Where Have You Gone Award
Three honorees in this category, for different reasons. One member of our trio (Jay Mariotti) justifiably lost his job in 2010, leaving little impact on "Around the Horn," a show for which he thought he was an invaluable member but the show's continues success in his absence proved otehrwise. Another (Jim Gray), got all kinds of attention for his role in "The Decision" but with that as the sad high-note of his year, it's probably been nice that he's had a low profile at the start of the NBA season. Finally, Erin Andrews, fresh off her "Dancing with the Stars" success and a contract renewal with ESPN, was set for a bigger role during college football season but she did little with it. Maybe more will come her way in 2011, but the duties as first-hour host for "College GameDay" seemed more highly hyped than what actually happened.
Next-on-the Horizon Award
After a tryout last week, ESPN officials have already contacted former Florida coach Urban Meyer about an on-air gig. It would not be a surprise for him to show up again, at least in some role, during bowl season -- and he's almost certain to find a role in 2011. A two-time national championship coach who seems able to translate his expertise well to TV, he could emerge as another strong addition for ESPN. And with so many outlets, ESPN would almost certainly find a role for Meyer. But ... it would be interesting to hear the coach (who is apparently leaving the sideline to spend more time with his family and/or for health reasons) justify taking a job that might make him spend even more time away from home and travel even more.

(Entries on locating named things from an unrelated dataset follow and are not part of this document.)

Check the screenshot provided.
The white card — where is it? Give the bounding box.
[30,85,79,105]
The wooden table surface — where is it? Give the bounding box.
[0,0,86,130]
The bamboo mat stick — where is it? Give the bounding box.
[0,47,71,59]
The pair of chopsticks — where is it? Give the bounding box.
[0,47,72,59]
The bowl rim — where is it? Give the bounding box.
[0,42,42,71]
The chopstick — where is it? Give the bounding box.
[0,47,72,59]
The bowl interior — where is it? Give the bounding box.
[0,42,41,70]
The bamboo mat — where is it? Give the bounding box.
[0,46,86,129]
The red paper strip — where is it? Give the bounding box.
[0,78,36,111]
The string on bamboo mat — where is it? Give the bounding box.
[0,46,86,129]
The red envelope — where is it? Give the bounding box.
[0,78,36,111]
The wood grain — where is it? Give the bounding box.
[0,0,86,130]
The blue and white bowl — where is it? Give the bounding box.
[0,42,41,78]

In terms of personnel, the idea to add an official (Mike Pereira, Fox Sports) would be the obvious winner. However, several networks have added an on-field play clock as part of their down-and-distance logo. That's a good thing, but it is redundant with the clock/scoreboard already as part of broadcasts. If networks can figure a way to avoid the redundancy, the play clock would be an even better addition. With both it's just hard for people to know where to look.
TV Moment of the Year
“The Decision” -- Despite the most-viewed Super Bowl in history (106.5 million viewers), the move of the NFL Draft to prime time (drawing more than 45.4 milllion viewers to ESPN, ESPN2 and the NFL Network), the ratings success of the World Cup and so much more, the hour-long infomercial with LeBron James as the featured attraction announcing his move to the Miami Heat was clearly the most important TV moment of the year. It simultaneously damaged ESPN's journalistic credibility (at least what remained) and James' general goodwill. (Although he is rebounding in terms of marketing, with a recently announced children's furniture line.) Still, millions of people watched -- more than tuned into most NBA games during the previous season. And they continue to follow James, with ratings for the Miami Heat's season opener against the Boston Celtics and the Heat's first visit to play the Cleveland Cavaliers both drawing big ratings. But, best of all, the show provides a cautionary tale and a what-not-to-do blueprint for future announcement/reality programming. If TV types can learn from "The Decision," that would be the best thing to come from the broadcast.